One of the most disturbing things to be found in a room is a rug the pattern of which, by its erratic lines or spotted effects, leads the eye horizontally, vertically and diagonally all at the same time. This type of design is much worse when it appears in spotted wall covers. For instance, in the case of bouquets of flowers placed several feet apart, one above the other, showing as clearly defined spots that form a sequence which may be followed in any direction, each spot leading to an adjacent one in the same line.
No one ever suspected until his attention was called to it, probably through experience, the amount of energy wasted by the American nation in useless counting, consciously and unconsciously, of spotted wall papers, spotted floors and badly arranged decorative motifs on the wall.
The fact to grasp is that these arrangements exist to produce certain results, and movement prevents balanced arrangement and the resultant quiet, restful effect of finished motion. If the mistake is made of allowing this movement idea to creep in in ever so small a way, it must, inasmuch as it has entered into a scheme, bring with it the qualities for which it stands. Understand this, and introduce the opposite of those qualities, if they are desirable, in the particular room under consideration.
It may be interesting to those who find pleasure in the study of pictures to know that this is one of the most useful of all principles of composition to him who would use the accessory objects in his pictures to emphasize the centre of interest or the key idea for which the picture stands.

SIDE WALL ELEVATION IN COLOR, WITH EXCELLENT BACKGROUND SPACINGS AND INTENSELY INTERESTING DECORATIVE ARRANGEMENT THROUGH THE USE OF CURVED AND RHYTHMIC LINES.
Take, for example, many of the religious pictures of early Italian art. Some of them contain from three to one hundred figures, including perhaps the mother, the child, and the rest of the Holy Family, saints, angels and other persons. The function of each of these figures as a matter of composition is to emphasize some precept or ideal for which the picture stands as a whole. We will suppose, for the sake of argument, that the Christ idea is to be brought out or the child Christ idea is to be emphasized. The child is small, not brilliantly coloured, and lies quietly in the mother's arms. The bend of the head, the gaze of the eyes, compel the observer of the picture to find interest in the very thing in which the mother is most interested. Other members of the family, saints and attendants, are generally interested and looking directly at or bending their body toward either mother or child. If they are not, one is looking at another and either pointing to the object of most importance or, by looking at another who is absorbed in contemplation of this object, compels you to follow his gaze.
This setting of composition, arranging of forms, comparison of lines and use of gaze attraction is emphasized always in the best stage performances in which more than one or two persons are concerned in the exposition of an idea.

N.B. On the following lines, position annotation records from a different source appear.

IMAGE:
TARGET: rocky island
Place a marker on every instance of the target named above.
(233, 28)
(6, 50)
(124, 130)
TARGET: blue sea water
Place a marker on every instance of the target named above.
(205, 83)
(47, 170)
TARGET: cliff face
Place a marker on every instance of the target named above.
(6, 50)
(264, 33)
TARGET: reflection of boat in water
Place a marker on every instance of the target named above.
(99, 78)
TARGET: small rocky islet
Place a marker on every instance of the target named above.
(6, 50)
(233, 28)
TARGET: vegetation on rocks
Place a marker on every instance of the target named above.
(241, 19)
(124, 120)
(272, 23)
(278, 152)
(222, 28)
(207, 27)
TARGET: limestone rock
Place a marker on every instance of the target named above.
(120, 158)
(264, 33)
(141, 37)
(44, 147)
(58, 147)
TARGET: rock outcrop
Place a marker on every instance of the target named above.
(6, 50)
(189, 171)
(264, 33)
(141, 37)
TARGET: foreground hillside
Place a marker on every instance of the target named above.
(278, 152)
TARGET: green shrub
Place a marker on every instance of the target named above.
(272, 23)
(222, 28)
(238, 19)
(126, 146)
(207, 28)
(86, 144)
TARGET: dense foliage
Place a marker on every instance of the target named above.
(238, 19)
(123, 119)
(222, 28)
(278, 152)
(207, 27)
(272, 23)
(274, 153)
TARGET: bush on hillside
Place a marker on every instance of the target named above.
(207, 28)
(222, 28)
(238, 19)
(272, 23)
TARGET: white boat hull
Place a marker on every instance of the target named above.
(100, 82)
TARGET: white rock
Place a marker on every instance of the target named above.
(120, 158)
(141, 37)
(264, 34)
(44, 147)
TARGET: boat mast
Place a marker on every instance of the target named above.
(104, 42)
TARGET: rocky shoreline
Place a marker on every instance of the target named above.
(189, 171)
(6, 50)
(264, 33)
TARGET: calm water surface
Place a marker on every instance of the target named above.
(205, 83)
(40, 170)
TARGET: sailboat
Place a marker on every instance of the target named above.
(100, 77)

Every principle of composition and arrangement exists to make clear some given quality or idea. These principles also assist in producing a corresponding mental state in any person who is active in sensing such qualities. Conformity to these principles will result in producing qualities related to the idea for which an expression is sought. Disregard of them may have a result quite opposed to those ideas which may be struggling for expression.
Movement, then, is the complement of balance. Balance exists to produce rest and all those qualities which are intimately related to it. Movement exists to destroy balance, to create unrest, to lead the individual in certain directions from one thing to another to keep him on the alert, and it ends by bringing him to some particular point.
Let us not confuse these two vital principles or fail to see their import in the arrangement of colours, forms, lines and textures in any problem where the decorative idea is the one to be considered.